“High frequency of functional extinctions in ecological networks” – translated

Corking article in Nature, Vol 498, No 7455

High frequency of functional extinctions in ecological networks

Torbjorn Saterberg, Stefan Sellman and Bo Ebenman.

Intensified exploitation of natural populations and habitats has led to increased mortality rates and decreased abundances of many species. [We are trashing everything, forever, to keep the shopping malls full for the next week.  Just-in-Time Extinction.]

There is a growing concern that this might cause critical abundance thresholds of species to be crossed, with extinction cascades and state shifts in ecosystems as a consequence [Slowly reality is impinging on the dull-witted bald macaques]

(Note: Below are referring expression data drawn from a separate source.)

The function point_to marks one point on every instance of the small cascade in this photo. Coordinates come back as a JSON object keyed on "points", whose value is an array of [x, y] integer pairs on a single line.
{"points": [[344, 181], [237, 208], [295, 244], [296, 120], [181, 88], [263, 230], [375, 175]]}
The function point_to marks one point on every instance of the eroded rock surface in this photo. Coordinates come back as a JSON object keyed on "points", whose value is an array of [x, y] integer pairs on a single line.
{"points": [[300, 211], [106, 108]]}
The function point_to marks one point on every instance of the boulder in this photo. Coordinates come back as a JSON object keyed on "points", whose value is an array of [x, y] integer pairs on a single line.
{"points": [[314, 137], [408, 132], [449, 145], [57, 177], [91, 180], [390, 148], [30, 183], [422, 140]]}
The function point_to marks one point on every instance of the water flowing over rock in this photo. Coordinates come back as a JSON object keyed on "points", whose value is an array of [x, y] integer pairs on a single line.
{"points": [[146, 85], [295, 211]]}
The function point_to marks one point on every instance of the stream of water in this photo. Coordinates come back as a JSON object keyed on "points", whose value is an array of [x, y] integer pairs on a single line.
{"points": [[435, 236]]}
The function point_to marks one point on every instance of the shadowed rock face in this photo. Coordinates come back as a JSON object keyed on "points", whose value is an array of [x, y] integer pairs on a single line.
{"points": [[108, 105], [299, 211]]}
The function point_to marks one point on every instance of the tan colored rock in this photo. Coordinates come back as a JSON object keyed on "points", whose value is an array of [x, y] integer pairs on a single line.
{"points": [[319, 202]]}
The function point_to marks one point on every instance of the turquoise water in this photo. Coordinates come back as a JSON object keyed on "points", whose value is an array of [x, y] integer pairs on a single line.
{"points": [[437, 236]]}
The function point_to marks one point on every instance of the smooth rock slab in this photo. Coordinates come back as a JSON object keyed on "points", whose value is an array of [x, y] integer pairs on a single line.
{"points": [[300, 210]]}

When increased mortality rate and decreased abundance of a given species lead to extinction of other species, this species can be characterized as functionally extinct even though it still exists. [You can be a “dead species walking” – there’s still a few of you around, but not in the concentrations that would matter. Sort of like smart leftists willing and able to innovate.]

Although such functional extinctions have been observed in some ecosystems, their frequency is largely unknown. [Capitalist science is only interest in squeezing the pips. The research bucks go to (en)forcing productionism.  Mind you, Communist science wasn’t exactly a barrel of laughs either.]

Here we use a new modelling approach to explore the frequency and pattern of functional extinctions in ecological networks. Specifically, we analytically derive critical abundance thresholds of species by increasing their mortality rates until an extinction occurs in the network. [Fun with computers!]

Applying this approach on natural and theoretical food webs, we show that the species most likely to go extinct first is not the one whose mortality rate is increased but instead another species.  [Collateral damage! ] Indeed, up to 80% of all first extinctions are of another species, suggesting that a species’ ecological functionality is often lost before its own existence is threatened. [Stop fawning over the charismatic mega-fauna already…]

Furthermore, we find that large-bodied species at the top of the food chains can only be exposed to small increases in mortality rate and small decreases in abundance before going functionally extinct compared to small-bodied species lower in the food chains. [Big is, often, vulnerable. But don’t panic. We are God’s creatures, and we will be just fine.]

These results illustrate the potential importance of functional extinction in ecological networks and lend strong support to arguments advocating a more community-oriented approach in conservation biology, with target levels for populations based on ecological functionality rather than on mere persistence. [Saving this or that species is futile. See the big picture, if you dare.]